Anybody who has tried to maintain a traditional Kentucky bluegrass lawn in an area of the country that experiences hot, dry summers knows the frustration this can sometimes lead to. Nothing against bluegrass; I happen to find it superior in color, texture, and feel compared to other grasses. When allowed to go dormant Kentucky bluegrass is actually very drought tolerant and can survive several months without significant irrigation. The downside to this dormancy is the dreaded brown, dead-like look that many find unacceptable for a lawn. This is the problem of using a non-native, cool-season grass in places that nature never intended it to be used. For those of us that find it difficult to maintain this European native over here in the United States, or would like to save water, time, and cut back on input needs such as pesticide and fertilizer, I suggest buffalograss.
Outstanding Drought Tolerance
Buffalograss (Bouteloua dactyloides) is native to the Great Plains region of the United States, and for thousands of years has been an important forage grass for the American bison. It also happens to be one of the only grasses native to North America that’s used as a turfgrass. Unlike our beloved Kentucky bluegrass, buffalo grass is a warm-season grass. This means it thrives during the hottest times of the year. It loves the heat, and while your neighbor’s bluegrass wilts under the scorching summer sun, a buffalograss seed lawn will remain a brilliant green with little irrigation or effort. On top of its outstanding drought tolerant features, this species is much slower growing than other lawn grasses. This in turn cuts back on the maintenance involved in mowing, trimming, and fertilizing. In fact, buffalograss will actually fail if over-managed. Too much irrigation and fertilizer will harm it. Another benefit of this remarkable grass is its ability to resist pests and disease. This is truly one grass species that doesn’t mind if you forget about it for a while.
A Warm-Season Grass
One major drawback to buffalograss is its winter performance. If your lawn is usually covered by snow in the wintertime, this isn’t such an issue. If you’re lucky enough to live in an area that supports year-round grass growing, you may be disappointed with the winter-time browning of buffalo grass. This is a feature all warm-season grasses share. But if the warm months outnumber the cooler months in your area of the country, it is a great alternative. Another factor to consider is the slow establishment. Compared to traditional bluegrass, fescue, or ryegrass lawns, buffalograss takes longer to form a thick, lush lawn. Eventually it will spread through the use of stolons and will become progressively thicker from year to year. For additional information on how to prepare, establish, fertilize, and maintain a buffalograss lawn, visit our buffalograss growing guide.

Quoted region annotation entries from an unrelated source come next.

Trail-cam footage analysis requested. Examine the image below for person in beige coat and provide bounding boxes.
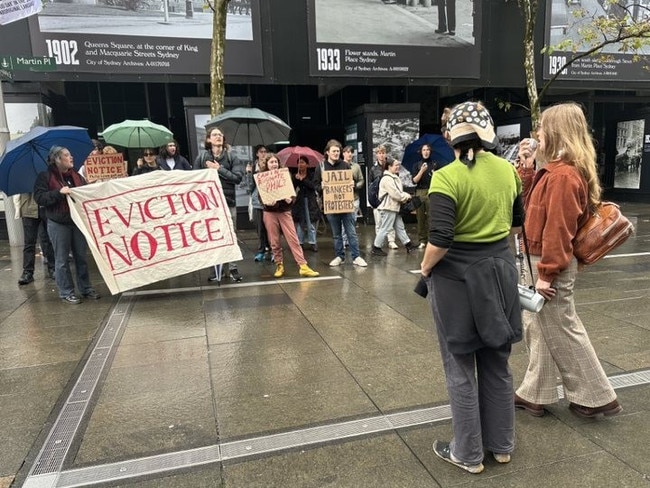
[371,160,417,256]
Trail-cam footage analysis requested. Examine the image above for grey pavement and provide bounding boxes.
[0,204,650,488]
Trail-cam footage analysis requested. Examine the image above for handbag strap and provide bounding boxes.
[521,222,535,289]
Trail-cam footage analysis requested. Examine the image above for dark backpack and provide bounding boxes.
[368,175,386,208]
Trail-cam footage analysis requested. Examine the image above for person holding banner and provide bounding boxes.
[194,127,244,282]
[34,146,99,305]
[259,153,320,278]
[156,139,192,171]
[314,139,368,268]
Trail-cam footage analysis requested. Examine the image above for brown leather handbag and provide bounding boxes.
[573,202,634,264]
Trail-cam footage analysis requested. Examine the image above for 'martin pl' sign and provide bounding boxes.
[0,56,56,71]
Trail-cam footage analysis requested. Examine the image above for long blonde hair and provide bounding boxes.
[537,102,601,209]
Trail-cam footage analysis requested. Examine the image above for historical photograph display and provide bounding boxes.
[497,124,521,162]
[306,0,481,78]
[543,0,650,81]
[29,0,264,75]
[614,119,645,190]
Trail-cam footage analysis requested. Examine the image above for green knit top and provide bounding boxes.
[429,151,521,243]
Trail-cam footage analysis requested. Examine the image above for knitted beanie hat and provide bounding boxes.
[447,102,498,149]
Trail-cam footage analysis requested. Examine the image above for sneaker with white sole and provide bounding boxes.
[352,256,368,268]
[492,452,511,464]
[433,441,483,474]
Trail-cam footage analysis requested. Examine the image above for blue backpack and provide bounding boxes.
[368,175,386,208]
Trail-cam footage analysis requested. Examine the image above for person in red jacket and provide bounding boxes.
[259,153,320,278]
[515,103,622,418]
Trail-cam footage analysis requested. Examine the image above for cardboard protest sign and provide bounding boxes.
[253,168,296,205]
[68,169,242,294]
[321,169,355,214]
[84,153,127,183]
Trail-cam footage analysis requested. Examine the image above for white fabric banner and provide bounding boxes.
[0,0,43,25]
[68,169,242,295]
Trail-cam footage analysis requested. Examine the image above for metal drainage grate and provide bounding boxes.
[23,296,132,488]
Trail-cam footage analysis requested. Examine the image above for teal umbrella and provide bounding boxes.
[205,107,291,146]
[99,119,174,148]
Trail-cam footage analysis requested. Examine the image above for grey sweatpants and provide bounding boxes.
[429,300,515,464]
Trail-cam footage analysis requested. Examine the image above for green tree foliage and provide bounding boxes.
[506,0,650,127]
[208,0,230,117]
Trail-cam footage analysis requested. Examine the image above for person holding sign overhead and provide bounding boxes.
[255,153,320,278]
[314,139,368,267]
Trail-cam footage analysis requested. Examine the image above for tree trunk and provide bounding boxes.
[210,0,228,117]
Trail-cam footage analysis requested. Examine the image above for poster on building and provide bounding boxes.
[321,169,355,214]
[68,169,242,294]
[29,0,264,75]
[84,153,128,183]
[305,0,481,78]
[543,0,650,82]
[253,168,296,205]
[497,124,522,163]
[0,0,43,25]
[614,119,645,190]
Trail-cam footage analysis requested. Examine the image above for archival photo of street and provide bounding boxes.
[313,0,476,47]
[497,124,521,162]
[547,0,650,54]
[38,0,253,41]
[614,119,645,190]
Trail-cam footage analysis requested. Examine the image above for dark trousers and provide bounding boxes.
[438,0,456,32]
[22,217,54,274]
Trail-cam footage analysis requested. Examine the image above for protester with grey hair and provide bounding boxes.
[34,146,99,305]
[420,102,523,473]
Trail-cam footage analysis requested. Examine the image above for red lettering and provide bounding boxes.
[93,207,113,237]
[130,230,158,261]
[104,236,133,271]
[141,198,165,223]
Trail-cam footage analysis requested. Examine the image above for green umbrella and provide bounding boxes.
[99,119,174,148]
[205,107,291,146]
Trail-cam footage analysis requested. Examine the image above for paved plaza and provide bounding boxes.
[0,203,650,488]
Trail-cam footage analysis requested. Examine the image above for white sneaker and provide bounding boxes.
[352,256,368,268]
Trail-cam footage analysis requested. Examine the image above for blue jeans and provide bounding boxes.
[47,220,93,298]
[327,212,360,259]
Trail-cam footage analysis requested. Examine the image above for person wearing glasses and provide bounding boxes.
[133,147,160,175]
[156,140,192,171]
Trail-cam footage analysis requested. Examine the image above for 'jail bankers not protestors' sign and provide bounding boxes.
[321,169,355,214]
[68,169,242,294]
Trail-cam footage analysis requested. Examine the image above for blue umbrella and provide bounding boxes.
[0,125,93,195]
[402,134,455,171]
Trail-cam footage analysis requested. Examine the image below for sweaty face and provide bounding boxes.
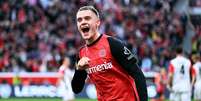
[77,10,99,40]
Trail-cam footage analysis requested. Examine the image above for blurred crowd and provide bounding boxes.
[0,0,201,72]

Part of a Sustainable Landscape
Buffalograss is a great alternative to higher maintenance grasses and fits well within a sustainable landscape. When combined with other environmentally friendly landscape practices such as rainwater harvesting, mulching grass clippings instead of removing them, and cutting back on mowing frequency, it’s possible to achieve a self-sustaining lawn while still retaining the aesthetic value we all enjoy. Even though it is slightly more expensive due to the difficulty of harvesting the seeds, in the long run it will prove to be a valuable investment. The water savings alone, on top of the money saved from not needing to apply large amounts of fertilizer or pesticides over the years is enough to make it pay for itself. As spring approaches now is the time to consider if a buffalograss lawn is right for you.